Тюльп шел сквозь ночь, яростную и полную звуками — пронзительным свистом колючего ветра, налетавшего из боковых улиц, и далеким ревом вспененного моря. В Амстердаме опять свирепствовала чума, и ночь эта, в сущности, была точно такой же, как двенадцать лет назад, когда он шел из чумного барака к Питеру Ластману, — упокой, господи, душу его! — чтобы взять рисунки, оставленные для него художником в вестибюле. Вещи это были грубые, автор их еще только искал свою дорогу, и все же в них было нечто притягательное для человека, целый день стоявшего лицом к лицу со смертью. И всю дорогу, пока Тюльп, надвинув шляпу на глаза, чтобы в лицо не захлестывал дождь, почти вслепую брел через каменные мосты и вдоль черных каналов, он спрашивал себя, не совершил ли он ошибку, поручив такой заказ мальчишке, и не мог ли блеск первого успеха расслабляюще подействовать на Рембрандта. Едва ли кто-нибудь, кроме самого Тюльпа, обратил бы тогда внимание на грубые измятые рисунки; а теперь весь Амстердам восторгается «живым сходством» портретов своих именитых граждан, застывшим от ужаса Валтасаром, театрально изогнутым Христом, которого поднимают на кресте или снимают с него. И все-таки Тюльп был убежден: он не глупее остальных и ясно видит — что-то утрачено…

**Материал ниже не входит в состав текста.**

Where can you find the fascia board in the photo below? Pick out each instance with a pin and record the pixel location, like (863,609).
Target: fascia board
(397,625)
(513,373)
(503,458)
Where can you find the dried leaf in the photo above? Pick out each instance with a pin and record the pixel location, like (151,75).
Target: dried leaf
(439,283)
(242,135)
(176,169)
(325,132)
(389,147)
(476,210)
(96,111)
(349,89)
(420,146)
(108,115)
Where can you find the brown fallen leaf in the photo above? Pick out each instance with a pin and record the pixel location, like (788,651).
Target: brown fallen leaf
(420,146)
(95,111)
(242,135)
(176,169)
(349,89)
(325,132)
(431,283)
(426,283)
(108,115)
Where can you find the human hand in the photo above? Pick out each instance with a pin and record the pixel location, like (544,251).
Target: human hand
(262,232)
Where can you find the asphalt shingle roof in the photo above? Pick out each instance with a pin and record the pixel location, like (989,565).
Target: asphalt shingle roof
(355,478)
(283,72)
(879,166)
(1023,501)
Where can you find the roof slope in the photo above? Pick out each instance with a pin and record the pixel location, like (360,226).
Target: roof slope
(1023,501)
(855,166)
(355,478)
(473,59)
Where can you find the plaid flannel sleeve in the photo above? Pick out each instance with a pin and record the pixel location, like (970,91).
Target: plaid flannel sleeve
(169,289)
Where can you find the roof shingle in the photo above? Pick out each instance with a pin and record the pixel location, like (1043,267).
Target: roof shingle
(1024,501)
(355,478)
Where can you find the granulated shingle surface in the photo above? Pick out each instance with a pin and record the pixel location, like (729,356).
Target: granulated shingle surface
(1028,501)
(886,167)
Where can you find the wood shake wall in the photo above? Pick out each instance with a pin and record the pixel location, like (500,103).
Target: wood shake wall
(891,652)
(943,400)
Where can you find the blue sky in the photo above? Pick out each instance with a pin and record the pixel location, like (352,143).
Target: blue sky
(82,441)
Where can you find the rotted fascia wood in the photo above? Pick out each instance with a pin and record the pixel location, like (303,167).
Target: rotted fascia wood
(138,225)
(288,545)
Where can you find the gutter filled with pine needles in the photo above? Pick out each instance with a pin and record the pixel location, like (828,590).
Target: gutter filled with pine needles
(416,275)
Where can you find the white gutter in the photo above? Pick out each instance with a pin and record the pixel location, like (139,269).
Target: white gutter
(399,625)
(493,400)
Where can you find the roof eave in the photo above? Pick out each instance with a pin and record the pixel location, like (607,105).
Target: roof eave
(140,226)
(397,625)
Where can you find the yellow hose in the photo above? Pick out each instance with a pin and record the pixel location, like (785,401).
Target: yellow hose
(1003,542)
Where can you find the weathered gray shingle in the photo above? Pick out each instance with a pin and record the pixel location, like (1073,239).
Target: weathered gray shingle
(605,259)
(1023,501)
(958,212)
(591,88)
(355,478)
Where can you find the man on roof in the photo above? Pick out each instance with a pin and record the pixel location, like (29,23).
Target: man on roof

В доме на Бломграхт еще не спали. Над черным первым этажом, где помещался склад, тусклыми прямоугольниками светились окна второго — там топились камины и горели свечи. Тюльпу не пришлось даже стучать — никто не догадался запереть входную дверь. В гостиной царили полумрак и беспорядок: камин погас, одинокая свеча на столе вырывала из темноты немытые тарелки, грязную скатерть, листок рисовальной бумаги и кучку селедочных костей. Остальное помещение тонуло во тьме, и врач уже решил, что комната пуста, как вдруг на диване кто-то приподнялся. Это был Рембрандт, по всей видимости очнувшийся от тяжелого сна.